PARTE II ESTUDO EMPÍRICO

CAPÍTULO 6. APRESENTAÇÃO E DISCUSSÃO DOS RESULTADOS

6.6 A CARTA EDUCATIVA NO PROCESSO DE REORGANIZAÇÃO DA REDE

Como abordado no enquadramento teórico, no capítulo 3º:

“A Carta Educativa é, a nível municipal, o instrumento de planeamento e ordenamento prospectivo de edifícios e equipamentos educativos a localizar no concelho, de acordo com as ofertas de educação e formação que seja necessário satisfazer, tendo em vista a melhor utilização dos recursos educativos, no quadro do desenvolvimento demográfico e sócio- económico de cada município.” (artigo 10º, do Decreto-Lei n.º 7/2003).

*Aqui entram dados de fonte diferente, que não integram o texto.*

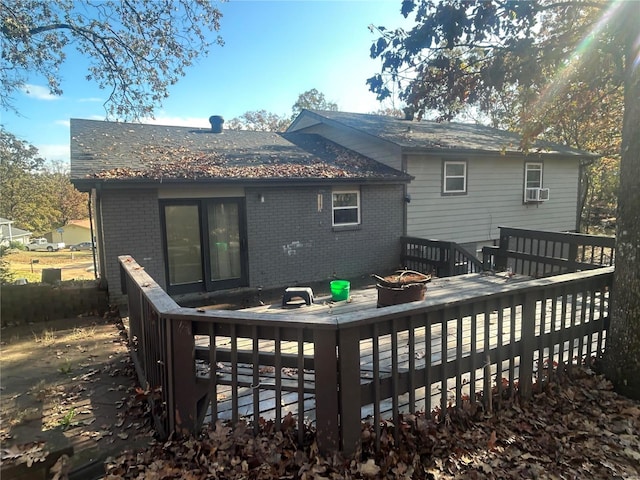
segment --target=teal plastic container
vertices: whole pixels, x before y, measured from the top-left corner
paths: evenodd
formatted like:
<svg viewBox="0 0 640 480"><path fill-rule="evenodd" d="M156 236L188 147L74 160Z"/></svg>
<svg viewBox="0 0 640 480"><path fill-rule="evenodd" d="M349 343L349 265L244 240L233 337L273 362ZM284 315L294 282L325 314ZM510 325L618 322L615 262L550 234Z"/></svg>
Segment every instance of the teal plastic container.
<svg viewBox="0 0 640 480"><path fill-rule="evenodd" d="M340 302L349 298L351 282L348 280L334 280L331 282L331 300Z"/></svg>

O conceito de Carta Educativa deve englobar uma visão abrangente do reordenamento da rede educativa, não só tendo em conta o conjunto das escolas dos diferentes níveis de ensino, como também a capacidade de se articularem entre si e com o seu meio quer geográfico, quer social. Assim, um membro do CME entrevistado falou sobre a participação de toda a comunidade educativa no processo de elaboração da carta educativa do concelho:

“Foi um processo, foi transparente porque foi um processo demorado que juntou a autarquia, juntas de freguesia, câmara municipal, nossos representantes, assistentes sociais da câmara municipal, sociólogos. Foi um processo bem conduzido, muito bem conduzido, um estudo muito bem feito.” (E1)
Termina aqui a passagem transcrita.